- Official poster
- Directed by: Alex Huston Fischer; Eleanor Wilson;
- Written by: Alex Huston Fischer; Eleanor Wilson;
- Produced by: Kara Durrett; Mandy Tagger; Adi Ezroni;
- Starring: John Paul Reynolds; Sunita Mani;
- Cinematography: Matt Clegg
- Edited by: Sofi Marshall
- Music by: Andrew Orkin
- Production companies: Keshet Studios; Washington Square Films; Last Rodeo Studios;
- Distributed by: Bleecker Street
- Release dates: January 25, 2020 (Sundance); October 2, 2020 (United States);
- Running time: 93 minutes
- Country: United States
- Language: English
- Box office: $301,162

= Save Yourselves! =

2020 American science fiction comedy film

Save Yourselves! is a 2020 American science fiction comedy film written and directed by Alex Huston Fischer and Eleanor Wilson, and starring John Paul Reynolds and Sunita Mani. The film premiered at the 2020 Sundance Film Festival. It was released on October 2, 2020, by Bleecker Street.

==Plot==
Su and Jack, a 30-something millennial couple, decide to disconnect from their internet-dominated lives in Brooklyn by turning off their phones for a week and staying at a remote cabin owned by their friend Raph. During their stay, Jack notices a fuzzy ball-like object in the den, which Su calls a "pouffe". While Jack is outside, Su secretly turns on her phone and listens to several strange voicemails from her mother about "giant rats" infesting New York City, which seem to consume ethanol. After a night of drinking, while the couple make love in front of a large window, Raph arrives outside the cabin but falls to the ground, revealing a "pouffe" behind him.

The couple awaken to find that Jack's sourdough starter is empty and their bottle of whiskey has been drained. Su realizes that both contained ethanol and that the "pouffe" may be one of the giant rats her mother spoke of. The couple hide upstairs and turn on their phones, finding they've lost signal but learning from various voicemails and texts that the "pouffes" are aliens which feed on ethanol, and that they have invaded New York, forcing an emergency evacuation. Preparing to escape back to the city, the couple find that the aliens have drained their car's gasoline due to its ethanol content. They find a Land Rover in the barn with a full tank of diesel fuel, which the aliens ignore because it contains no ethanol.

Driving through the woods, they witness another couple being killed by an alien. Recalling the alien's attraction to alcohol, Jack throws a bottle of wine into the woods to lure the alien. The scent of ethanol distracts the alien, which sprays a pheromone and hovers into the forest, clearing their path. Su and Jack hear a baby crying in the other couple's truck and begrudgingly go back to rescue it.

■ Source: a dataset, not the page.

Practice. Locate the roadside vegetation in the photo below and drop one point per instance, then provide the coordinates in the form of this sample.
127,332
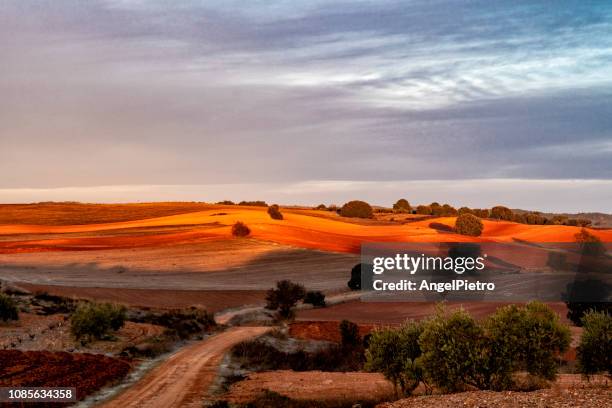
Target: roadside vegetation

A woman hiding in the back of the truck emerges and holds them at gunpoint before driving off in the Land Rover, leaving the couple and the baby stranded in the woods. When the couple begin hallucinating due to the alien's pheromones, Su injects Jack and herself with two needles of epinephrine from the truck, but they lose consciousness.

They wake to find an alien near the baby, who crawled away while they were unconscious. When the alien shoots its proboscis at Jacks’ chest, Su grabs a knife and cuts it off, which deflates and kills the alien. They discover that Jack's cell phone, stored in his breast pocket, saved him from the alien attack. While climbing to a lookout point, they investigate a translucent structure growing out of the ground nearby. On discovering that their phones have regained signal, they check for information and call 911. While they are distracted, the structure changes shape to trap them and the baby inside a sound-proof bubble, which gradually ascends beyond the atmosphere, joining many other bubbles also rising into space from all over the Earth.

==Cast==
- John Paul Reynolds as Jack "Jackie" Wyndam
- Sunita Mani as Surina "Su" Raji
- Ben Sinclair as Raph
- John Early as Blake
- Jo Firestone as Desi
- Johanna Day as Judy
- Amy Sedaris as the voice of Jack's mother
- Zenobia Shroff as the voice of Su's mother

==Release==
The film had its world premiere at the Sundance Film Festival on January 25, 2020. Shortly after, Bleecker Street acquired distribution rights to the film. It was released on October 2, 2020, and is available on Hulu in the United States.

==Television series==
A television series adaptation of the film for Hulu is in the works at Keshet Studios and Universal Television.

==Critical reception==
Save Yourselves holds an approval rating on review aggregator website Rotten Tomatoes, based on reviews, with an average of . The site's critical consensus reads, "Save Yourselves! doesn't do anything unexpected with its one-joke premise -- but fortunately, that one joke turns out to be consistently funny anyway." Metacritic, which uses a weighted average, assigned the film a score of 67 out of 100, based on 15 critics, indicating "generally favorable" reviews. Stephanie Zacharek from Time magazine praised the film, saying, "It takes itself just seriously enough, but not too seriously."